S’interroger sur l’innovation et la diversité dans l’entrepreneuriat social, avec NWC et PLACE


Dans le cadre du Marathon d’Anna Lindh Foundation pour un dialogue culturel, New Women Connectors a organisé une table ronde le 2 juin 2021 interrogeant la place de la diversité culturelle et de l’égalité de genre dans le domaine de l’innovation social et de l’entrepreneuriat.




Kristina Vayda, Déléguée générale de FAIRE, a eu le plaisir d’y être conviée aux côtés de Charlotte Hochman, fondatrice de Wow!Labs, PLACE et la Ruche et de Aurora Ballesteros, coach holistique en Norvège. Ensembles, avec Yvette Ruzibiza dans le rôle de modératrice, elles se sont demandé comment encourager l’innovation et la diversité dans le domaine de l’entrepreneuriat social.


L’entrepreneuriat social, une notion à redéfinir :


Qu’est-ce que le terme de social sous-tend? La notion de social ne doit pas être limitée dans sa définition et revêt aujourd’hui plusieurs formes. L’étiquette social peut être accordée à des entreprises qui mettent l’humain au centre, en donnant par exemple des opportunités d’emploi à des populations qui ont plus de mal à se lancer sur le marché du fait de leurs expériences de vies.


Charlotte Hochman de son côté, exprime un mal-être concernant la notion d’entrepreneuriat social.La notion est selon elle ambivalente car elle déplace la responsabilité sur certains individus qui seraient «sociales» et d’autres qui ne le seraient pas. Tout le débat sur l’entrepreneuriat social depuis qu’il existe limite la responsabilité de ceux qui ne s’estiment pas de l’entrepreneuriat social.Or aujourd’hui, les entreprises ne peuvent plus ignorer l’impact social et environnemental de leurs activités. L’entrepreneuriat social n’est pas un métier, c’est une question de responsabilité individuelle et organisationnelle dans chaque secteur d’activité et métier.

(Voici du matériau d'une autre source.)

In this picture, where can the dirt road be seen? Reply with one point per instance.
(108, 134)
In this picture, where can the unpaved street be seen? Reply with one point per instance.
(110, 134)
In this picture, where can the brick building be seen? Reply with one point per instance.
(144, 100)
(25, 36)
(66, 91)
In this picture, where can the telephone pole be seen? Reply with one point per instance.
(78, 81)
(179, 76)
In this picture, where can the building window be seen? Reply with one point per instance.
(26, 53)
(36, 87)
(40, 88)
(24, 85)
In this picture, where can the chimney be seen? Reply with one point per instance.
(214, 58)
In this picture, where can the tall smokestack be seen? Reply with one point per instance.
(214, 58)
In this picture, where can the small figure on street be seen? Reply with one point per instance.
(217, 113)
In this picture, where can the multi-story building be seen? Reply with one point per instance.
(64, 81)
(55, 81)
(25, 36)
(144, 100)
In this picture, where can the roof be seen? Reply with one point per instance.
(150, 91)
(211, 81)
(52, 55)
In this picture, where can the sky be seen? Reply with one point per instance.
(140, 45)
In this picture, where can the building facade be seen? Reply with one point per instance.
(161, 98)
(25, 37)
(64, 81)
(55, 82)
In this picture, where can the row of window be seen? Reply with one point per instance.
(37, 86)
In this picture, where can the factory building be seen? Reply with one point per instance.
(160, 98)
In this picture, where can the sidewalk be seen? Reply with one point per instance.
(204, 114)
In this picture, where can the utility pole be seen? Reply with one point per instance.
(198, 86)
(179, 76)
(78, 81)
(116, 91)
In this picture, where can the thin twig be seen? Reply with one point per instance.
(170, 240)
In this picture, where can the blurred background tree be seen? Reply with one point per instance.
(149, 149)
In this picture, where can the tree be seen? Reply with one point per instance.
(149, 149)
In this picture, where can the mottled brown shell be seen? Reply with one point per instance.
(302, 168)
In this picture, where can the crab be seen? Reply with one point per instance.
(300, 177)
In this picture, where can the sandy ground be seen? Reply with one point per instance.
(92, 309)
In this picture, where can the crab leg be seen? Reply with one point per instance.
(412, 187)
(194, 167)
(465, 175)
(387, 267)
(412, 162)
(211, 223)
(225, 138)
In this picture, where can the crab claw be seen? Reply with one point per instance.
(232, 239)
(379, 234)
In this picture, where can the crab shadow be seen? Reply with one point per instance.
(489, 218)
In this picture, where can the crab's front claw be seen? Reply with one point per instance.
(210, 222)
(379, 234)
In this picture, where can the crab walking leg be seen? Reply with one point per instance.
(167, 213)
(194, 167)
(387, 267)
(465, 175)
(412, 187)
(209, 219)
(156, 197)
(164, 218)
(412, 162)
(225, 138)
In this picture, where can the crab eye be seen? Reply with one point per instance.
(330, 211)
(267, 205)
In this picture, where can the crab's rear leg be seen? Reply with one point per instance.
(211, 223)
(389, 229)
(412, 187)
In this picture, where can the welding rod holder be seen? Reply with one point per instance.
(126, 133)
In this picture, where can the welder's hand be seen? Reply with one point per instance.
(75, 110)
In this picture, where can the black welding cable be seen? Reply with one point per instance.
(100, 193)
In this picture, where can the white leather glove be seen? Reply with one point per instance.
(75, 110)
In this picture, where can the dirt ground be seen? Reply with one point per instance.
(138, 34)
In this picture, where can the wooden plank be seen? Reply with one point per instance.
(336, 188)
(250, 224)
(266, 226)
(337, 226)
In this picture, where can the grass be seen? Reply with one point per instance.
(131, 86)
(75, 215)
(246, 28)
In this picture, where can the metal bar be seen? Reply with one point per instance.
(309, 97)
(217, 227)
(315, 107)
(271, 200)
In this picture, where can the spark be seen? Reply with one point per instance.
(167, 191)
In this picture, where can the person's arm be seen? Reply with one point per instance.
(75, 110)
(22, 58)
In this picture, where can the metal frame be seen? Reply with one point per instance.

Penser une innovation responsable, intersectorielle et challenge driven :


Longtemps restreint au secteur des nouvelles technologies, l’innovation doit être aujourd’hui conçue dans une optique plus large alors qu’il est possible d’innover dans tous les domaines. Parallèlement, l’innovation doit connaitre sa limite et prendre en compte les variables du système dans lequel elle prétend innover, sinon elle risque de créer des dommages. A cette fin, le monde de l’innovation doit interagir avec une variété de disciplines et d’acteurs. Des équipes diversifiées, plus représentatives de la société et de ses dynamiques sociales et humaines, sont un préalable à une innovation responsable pleinement consciente de la réalité sociale.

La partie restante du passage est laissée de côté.